Question

The combustion of acetylene C2H2 is a spontaneous reaction given by the equation: 2C2H2 (g) + SO2(g) --> 4CO2 (g) + 2 H2O(l)

As expected for a combustion the a combustion the reaction is exothermic.

a.) What is the sign of Delta H?

b.) What do you expect for the sign of Delta S?

c.) Explain the spontaneity of the reaction in terms of the enthalpy and entropy changes.

Please show work and explain

Answer 1

Answer – We are given, combustion of acetylene C₂H₂ is a spontaneous reaction-

2C₂H₂ (g) + SO₂(g) ----> 4CO₂ (g) + 2 H₂O(l)

a)We know the combustion reaction are exothermic and when reaction is exothermic means there is released heat to surrounding and change in enthalpy gets negative sign.

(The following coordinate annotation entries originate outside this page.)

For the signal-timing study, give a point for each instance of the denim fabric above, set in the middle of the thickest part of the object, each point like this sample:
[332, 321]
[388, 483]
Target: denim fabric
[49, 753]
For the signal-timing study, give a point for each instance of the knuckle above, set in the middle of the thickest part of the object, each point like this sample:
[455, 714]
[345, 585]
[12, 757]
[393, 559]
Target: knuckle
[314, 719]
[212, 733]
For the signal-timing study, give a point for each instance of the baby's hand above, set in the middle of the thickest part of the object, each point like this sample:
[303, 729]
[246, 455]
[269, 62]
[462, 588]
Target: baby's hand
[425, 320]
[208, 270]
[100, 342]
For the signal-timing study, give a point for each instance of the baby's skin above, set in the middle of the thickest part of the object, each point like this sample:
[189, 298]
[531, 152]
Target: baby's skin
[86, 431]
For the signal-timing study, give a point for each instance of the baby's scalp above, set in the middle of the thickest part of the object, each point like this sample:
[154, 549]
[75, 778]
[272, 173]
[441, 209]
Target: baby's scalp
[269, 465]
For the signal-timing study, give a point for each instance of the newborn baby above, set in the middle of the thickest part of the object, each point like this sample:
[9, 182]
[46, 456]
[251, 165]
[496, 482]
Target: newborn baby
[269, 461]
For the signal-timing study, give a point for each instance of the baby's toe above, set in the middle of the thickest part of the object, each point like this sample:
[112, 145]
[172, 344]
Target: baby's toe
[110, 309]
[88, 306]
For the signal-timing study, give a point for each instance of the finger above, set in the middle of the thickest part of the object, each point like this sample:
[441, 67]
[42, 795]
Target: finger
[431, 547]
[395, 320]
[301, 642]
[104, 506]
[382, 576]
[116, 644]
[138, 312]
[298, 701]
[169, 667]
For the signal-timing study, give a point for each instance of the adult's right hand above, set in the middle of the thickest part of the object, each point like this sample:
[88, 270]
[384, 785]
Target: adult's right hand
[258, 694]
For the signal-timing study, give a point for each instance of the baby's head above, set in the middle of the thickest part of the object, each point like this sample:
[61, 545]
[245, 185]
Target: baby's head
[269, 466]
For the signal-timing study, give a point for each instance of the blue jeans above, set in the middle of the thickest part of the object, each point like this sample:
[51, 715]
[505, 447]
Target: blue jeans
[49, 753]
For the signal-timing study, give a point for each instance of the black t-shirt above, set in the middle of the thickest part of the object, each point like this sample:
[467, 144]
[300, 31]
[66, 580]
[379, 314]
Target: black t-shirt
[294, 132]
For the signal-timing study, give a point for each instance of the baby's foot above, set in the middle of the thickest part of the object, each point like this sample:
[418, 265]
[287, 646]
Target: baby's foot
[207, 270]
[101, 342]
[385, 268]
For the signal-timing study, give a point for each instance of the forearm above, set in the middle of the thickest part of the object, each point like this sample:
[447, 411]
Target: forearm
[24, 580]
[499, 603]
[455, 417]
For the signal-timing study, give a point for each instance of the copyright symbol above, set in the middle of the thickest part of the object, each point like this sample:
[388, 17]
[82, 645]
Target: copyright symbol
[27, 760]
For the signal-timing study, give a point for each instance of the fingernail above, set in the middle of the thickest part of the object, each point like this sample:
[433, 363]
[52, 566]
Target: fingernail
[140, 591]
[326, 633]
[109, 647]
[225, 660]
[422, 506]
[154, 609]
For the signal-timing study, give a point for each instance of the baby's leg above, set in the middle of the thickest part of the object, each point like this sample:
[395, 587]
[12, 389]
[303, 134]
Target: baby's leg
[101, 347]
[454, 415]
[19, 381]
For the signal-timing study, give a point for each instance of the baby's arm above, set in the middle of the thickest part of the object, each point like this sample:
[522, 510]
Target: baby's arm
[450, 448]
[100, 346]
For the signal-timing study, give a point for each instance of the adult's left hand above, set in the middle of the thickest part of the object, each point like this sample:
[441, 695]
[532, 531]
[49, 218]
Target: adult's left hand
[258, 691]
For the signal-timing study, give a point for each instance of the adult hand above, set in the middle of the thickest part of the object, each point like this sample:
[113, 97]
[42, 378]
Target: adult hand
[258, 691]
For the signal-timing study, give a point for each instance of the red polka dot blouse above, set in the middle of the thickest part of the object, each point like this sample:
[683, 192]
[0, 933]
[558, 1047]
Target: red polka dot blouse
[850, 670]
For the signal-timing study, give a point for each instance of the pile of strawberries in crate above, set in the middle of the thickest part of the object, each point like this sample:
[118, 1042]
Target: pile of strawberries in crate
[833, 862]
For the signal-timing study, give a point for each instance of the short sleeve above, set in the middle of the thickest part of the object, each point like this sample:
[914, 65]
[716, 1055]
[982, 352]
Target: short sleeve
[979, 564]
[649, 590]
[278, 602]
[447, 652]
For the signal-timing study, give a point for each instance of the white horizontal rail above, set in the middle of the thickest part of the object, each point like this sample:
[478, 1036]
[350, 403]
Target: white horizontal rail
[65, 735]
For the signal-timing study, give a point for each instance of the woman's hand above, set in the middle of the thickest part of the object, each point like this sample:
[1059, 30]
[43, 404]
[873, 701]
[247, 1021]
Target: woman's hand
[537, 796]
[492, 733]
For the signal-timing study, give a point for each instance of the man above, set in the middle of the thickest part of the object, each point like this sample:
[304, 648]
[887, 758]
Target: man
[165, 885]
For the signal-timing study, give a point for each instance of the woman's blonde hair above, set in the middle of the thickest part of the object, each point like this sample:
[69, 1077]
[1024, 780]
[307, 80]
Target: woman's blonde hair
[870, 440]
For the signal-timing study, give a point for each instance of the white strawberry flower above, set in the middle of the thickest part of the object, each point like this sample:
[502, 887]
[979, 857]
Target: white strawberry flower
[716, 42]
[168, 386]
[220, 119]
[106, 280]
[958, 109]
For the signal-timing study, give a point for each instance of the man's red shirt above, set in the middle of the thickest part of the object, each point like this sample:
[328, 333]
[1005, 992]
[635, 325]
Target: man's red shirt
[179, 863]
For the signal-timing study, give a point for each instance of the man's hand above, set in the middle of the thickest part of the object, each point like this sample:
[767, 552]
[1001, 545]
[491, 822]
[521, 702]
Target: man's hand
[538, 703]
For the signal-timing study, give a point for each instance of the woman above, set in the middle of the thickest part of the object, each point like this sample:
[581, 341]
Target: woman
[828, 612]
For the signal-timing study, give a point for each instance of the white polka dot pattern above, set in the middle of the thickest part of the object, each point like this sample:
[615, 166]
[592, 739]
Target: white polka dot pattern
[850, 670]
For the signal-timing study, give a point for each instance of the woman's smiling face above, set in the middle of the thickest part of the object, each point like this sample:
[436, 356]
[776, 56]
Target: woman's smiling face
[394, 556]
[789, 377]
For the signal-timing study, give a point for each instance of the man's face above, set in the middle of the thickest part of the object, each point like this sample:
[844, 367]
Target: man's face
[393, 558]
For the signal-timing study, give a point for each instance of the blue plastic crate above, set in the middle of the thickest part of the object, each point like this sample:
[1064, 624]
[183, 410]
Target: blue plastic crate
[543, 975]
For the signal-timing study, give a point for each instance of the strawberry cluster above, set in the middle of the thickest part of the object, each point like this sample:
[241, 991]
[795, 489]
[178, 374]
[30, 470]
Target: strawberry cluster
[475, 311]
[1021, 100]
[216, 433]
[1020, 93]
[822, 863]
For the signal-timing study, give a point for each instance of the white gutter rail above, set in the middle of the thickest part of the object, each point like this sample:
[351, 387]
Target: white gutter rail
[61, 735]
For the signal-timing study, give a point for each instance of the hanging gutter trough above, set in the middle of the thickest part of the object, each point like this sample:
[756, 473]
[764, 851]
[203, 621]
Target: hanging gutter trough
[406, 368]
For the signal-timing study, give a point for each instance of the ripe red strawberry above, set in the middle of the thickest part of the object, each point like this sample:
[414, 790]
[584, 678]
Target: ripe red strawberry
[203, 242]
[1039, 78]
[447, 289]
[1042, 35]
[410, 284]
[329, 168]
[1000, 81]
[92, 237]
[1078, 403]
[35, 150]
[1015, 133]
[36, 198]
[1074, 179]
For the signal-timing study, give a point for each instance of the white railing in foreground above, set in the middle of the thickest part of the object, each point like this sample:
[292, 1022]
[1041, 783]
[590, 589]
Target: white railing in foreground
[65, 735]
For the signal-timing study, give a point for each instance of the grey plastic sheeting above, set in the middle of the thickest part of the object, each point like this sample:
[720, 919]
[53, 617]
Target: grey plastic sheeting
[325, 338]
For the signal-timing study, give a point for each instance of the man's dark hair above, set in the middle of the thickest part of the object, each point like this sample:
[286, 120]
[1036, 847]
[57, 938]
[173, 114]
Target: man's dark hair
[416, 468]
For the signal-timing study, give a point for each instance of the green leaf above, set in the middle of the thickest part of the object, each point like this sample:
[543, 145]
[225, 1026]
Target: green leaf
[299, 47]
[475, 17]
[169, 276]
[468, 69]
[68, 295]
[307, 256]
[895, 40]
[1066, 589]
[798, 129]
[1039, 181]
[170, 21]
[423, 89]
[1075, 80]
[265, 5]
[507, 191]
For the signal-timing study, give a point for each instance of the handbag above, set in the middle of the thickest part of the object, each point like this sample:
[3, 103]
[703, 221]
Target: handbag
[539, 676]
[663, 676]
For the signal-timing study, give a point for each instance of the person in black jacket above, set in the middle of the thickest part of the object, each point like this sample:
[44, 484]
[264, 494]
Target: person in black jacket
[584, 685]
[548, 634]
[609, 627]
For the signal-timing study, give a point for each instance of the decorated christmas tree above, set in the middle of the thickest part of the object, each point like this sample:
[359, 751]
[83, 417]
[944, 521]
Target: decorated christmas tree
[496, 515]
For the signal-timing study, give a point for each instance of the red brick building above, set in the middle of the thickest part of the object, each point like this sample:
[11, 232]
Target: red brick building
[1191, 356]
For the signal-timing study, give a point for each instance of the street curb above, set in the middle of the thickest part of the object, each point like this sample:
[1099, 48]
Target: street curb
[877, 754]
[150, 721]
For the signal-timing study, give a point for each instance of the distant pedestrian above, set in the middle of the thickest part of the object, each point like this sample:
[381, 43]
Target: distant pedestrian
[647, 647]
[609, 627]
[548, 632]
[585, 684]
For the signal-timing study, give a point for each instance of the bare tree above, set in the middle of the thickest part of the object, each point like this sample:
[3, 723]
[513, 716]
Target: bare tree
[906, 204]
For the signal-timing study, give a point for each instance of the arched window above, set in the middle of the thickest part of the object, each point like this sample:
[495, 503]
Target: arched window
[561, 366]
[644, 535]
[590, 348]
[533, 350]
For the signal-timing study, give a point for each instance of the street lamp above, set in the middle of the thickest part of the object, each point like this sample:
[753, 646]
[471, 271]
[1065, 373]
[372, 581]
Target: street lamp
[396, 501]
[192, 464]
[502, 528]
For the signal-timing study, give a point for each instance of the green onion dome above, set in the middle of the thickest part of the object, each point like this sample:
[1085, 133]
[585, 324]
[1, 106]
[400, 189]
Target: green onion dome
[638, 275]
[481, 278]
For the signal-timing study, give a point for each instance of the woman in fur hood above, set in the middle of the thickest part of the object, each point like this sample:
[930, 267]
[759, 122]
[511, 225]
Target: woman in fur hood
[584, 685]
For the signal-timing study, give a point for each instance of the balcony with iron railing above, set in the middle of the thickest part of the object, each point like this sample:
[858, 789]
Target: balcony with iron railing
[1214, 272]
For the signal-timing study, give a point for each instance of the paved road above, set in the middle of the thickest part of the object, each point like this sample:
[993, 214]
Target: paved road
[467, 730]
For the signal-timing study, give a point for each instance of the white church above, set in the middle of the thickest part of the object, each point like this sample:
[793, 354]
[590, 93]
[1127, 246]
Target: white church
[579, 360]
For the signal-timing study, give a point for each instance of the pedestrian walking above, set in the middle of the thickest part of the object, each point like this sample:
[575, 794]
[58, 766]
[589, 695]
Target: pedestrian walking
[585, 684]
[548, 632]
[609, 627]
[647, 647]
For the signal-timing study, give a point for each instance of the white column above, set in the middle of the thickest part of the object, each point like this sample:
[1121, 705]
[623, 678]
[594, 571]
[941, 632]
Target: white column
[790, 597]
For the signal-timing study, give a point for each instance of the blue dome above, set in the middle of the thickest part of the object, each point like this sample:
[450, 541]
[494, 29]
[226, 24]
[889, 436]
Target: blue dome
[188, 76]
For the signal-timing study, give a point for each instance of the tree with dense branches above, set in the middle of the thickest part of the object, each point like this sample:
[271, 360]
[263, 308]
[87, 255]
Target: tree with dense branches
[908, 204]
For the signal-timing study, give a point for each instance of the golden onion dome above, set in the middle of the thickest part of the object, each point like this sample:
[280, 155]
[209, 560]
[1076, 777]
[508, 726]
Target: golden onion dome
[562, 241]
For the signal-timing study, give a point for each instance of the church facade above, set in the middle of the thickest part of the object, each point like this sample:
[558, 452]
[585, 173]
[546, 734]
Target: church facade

So sign for the   Delta H is negative.

b) This is the spontaneous reaction at room temp and we know deltaH is negative then we know form the spontaneous reaction, we must need deltaH is negative and delta S is also negative, since there is converting of gases to liquid and degree of randomness decrease. So at the low temp this reaction gets favored.

So sign of Delta S is negative.

c) So for the spontaneous reaction we must deltaH in negative and deltaS also negative and it is favored at only low temp. At high temp this reaction become non- spontaneous reaction and gets reversed. So as the temperature low there is more.